C'est là qu'Hérodote, Platon, Pythagore, Diodore de Sicile et tant d'autres allèrent puiser les premiers principes des sciences que les nations occidentales crurent longtemps des inventions de la Grèce ; mais les prêtres égyptiens, jaloux du secret de leur savoir, ne le leur confièrent jamais en entier, et restèrent ainsi de beaucoup les plus doctes entre les hommes. 

Pour se faire une idée de la perfection à laquelle arriva ce merveilleux peuple, il faut imaginer les différents aspects de barbarie qu'ont présentés les nations qui nous ont précédés. Nous croyons être enfin arrivés à un haut degré de civilisation, mais l'antique Égypte, il y a de cela six mille ans, des savants modernes disent davantage, jouissait de toutes ces belles institutions dont nous sommes fiers, et la douceur de ses mœurs ne cédait en rien à celle des nôtres.
Tout porte à croire qu'elle ne dut sa science qu'à elle-même, car elle lui fut particulière, et, ni sa langue ni la forme de ses monuments n’ont été retrouvées chez d’autres peuples.
À une époque infiniment éloignée, lorsque le globe ne contenait encore qu'un petit nombre d'habitants, les heureux possesseurs de la terre de Kémé, comme enfermés dans un pays d'une merveilleuse fertilité par la Méditerranée, la mer Rouge et les deux déserts Arabique et Libyque, se trouvèrent isolés du reste du monde, et purent à loisir, paisibles pendant de longues années, se former en corps de nation, cultiver les sciences et les arts, et devenir l'école supérieure où vinrent ensuite s'instruire les philosophes des nations qui se développèrent après eux.
Il n'est, pour ainsi dire, pas de peuple que l'idée de la divinité n'inquiète et ne tourmente. Les Égyptiens, peut-être plus qu'aucun autre, eurent sans cesse cette grande pensée présente à la mémoire, et la traduisirent en de magnifiques ouvrages destinés à glorifier l'être infini qui pénétrait leurs esprits de son essence incréée.
Une théocratie forte, puissante, savante, révérée, courba à tout jamais leurs fronts sous une règle immuable, et donna à la nation cette teinte religieuse qui la colore si fortement pendant tout le temps de son existence.
Comme expression terrestre de cette pensée, elle couvrit le pays, pendant une longue suite de siècles, des monuments les plus surprenants, les plus vastes, les plus splendides qu'il se puisse imaginer, et c'est d'eux que nous allons essayer de donner aujourd'hui une faible idée. Mais combien de questions s’y rattachent ! (...)

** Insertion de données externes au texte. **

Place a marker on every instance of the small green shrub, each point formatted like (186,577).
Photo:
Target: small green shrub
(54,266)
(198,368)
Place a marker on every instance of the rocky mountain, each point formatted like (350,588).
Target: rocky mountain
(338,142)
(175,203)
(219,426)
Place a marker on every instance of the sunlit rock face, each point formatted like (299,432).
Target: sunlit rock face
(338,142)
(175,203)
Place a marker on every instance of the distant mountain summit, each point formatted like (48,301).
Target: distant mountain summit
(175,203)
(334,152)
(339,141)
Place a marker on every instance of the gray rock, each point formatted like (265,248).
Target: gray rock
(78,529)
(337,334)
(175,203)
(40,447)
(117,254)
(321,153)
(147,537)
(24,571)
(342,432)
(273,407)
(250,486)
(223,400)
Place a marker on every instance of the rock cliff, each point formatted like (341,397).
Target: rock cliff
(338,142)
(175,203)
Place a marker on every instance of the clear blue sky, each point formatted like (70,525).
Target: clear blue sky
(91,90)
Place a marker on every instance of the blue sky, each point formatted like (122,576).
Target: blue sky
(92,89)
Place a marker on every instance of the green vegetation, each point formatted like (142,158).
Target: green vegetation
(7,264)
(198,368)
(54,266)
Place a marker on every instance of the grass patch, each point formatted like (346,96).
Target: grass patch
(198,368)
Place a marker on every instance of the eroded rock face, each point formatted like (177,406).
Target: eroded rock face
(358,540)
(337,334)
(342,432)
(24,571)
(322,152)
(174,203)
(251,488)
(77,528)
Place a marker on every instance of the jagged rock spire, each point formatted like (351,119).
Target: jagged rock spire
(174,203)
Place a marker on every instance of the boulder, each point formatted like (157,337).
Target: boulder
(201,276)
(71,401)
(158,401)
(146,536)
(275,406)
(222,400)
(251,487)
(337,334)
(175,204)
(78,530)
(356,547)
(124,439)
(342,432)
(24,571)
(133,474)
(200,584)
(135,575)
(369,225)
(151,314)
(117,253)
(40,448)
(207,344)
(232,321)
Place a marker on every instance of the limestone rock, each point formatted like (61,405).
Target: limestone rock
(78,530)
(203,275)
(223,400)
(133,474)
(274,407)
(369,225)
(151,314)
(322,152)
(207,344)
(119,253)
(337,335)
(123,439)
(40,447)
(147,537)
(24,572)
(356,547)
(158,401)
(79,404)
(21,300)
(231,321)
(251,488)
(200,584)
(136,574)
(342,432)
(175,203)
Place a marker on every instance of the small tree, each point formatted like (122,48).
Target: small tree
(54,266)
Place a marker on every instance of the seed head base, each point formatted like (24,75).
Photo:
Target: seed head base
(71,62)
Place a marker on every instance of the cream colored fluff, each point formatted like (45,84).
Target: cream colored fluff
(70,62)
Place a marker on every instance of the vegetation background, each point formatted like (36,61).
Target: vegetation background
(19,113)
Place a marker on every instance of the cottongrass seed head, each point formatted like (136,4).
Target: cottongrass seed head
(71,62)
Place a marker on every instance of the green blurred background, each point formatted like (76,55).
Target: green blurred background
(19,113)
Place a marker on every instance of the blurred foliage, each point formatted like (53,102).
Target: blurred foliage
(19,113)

Malgré les immenses dégradations que le temps et surtout les hommes ont fait subir aux monuments égyptiens, ce qu'il en reste suffit pour nous remplir de la plus profonde admiration. Il est impossible de voir les pyramides, Abou-Sembil, Medinet-Abou et surtout Karnac, sans éprouver un étonnement dont rien ne peut faire revenir. En vain, vous errez au milieu des vastes ruines, vous n'arrivez point à vous familiariser avec elles ; votre stupeur reste entière le dernier jour comme le premier. Rien de ce que vous avez vu, si grand voyageur que vous soyez, ne peut vous donner une idée de pareilles proportions, de matériaux aussi précieux, de sculptures et de peintures aussi étincelantes.
Que sont auprès d'eux les monuments de Rome et de la Grèce, quelque parfaits qu'ils aient pu être ? Seul, le Colisée peut lutter avec eux, c'est une lutte de géants.
Cet art architectural égyptien est son père à lui-même, nulle part on ne trouve de constructions qui l'aient précédé, il ne ressemble à aucun autre. Les Hellènes lui ont fait de nombreux emprunts, et les tombeaux de Béni-Hassan ont fourni le modèle de la colonne et de la métope dorique.

Les Égyptiens bâtissaient pour l'immortalité, employant les matériaux les plus durs, les dressant et les ajustant avec une perfection qui n'a jamais été égalée si ce n'est dans le Parthénon d'Athènes. Leurs constructions sont plus majestueuses qu'élégantes ; le sentiment de la force, de la durée et de la solidité y domine. Les lignes des hauts pylônes sont fortement rentrantes et les colonnes des angles sont aussi un peu inclinées en dedans, disposition que nous avons retrouvée du reste dans le temple de Minerve à Athènes." 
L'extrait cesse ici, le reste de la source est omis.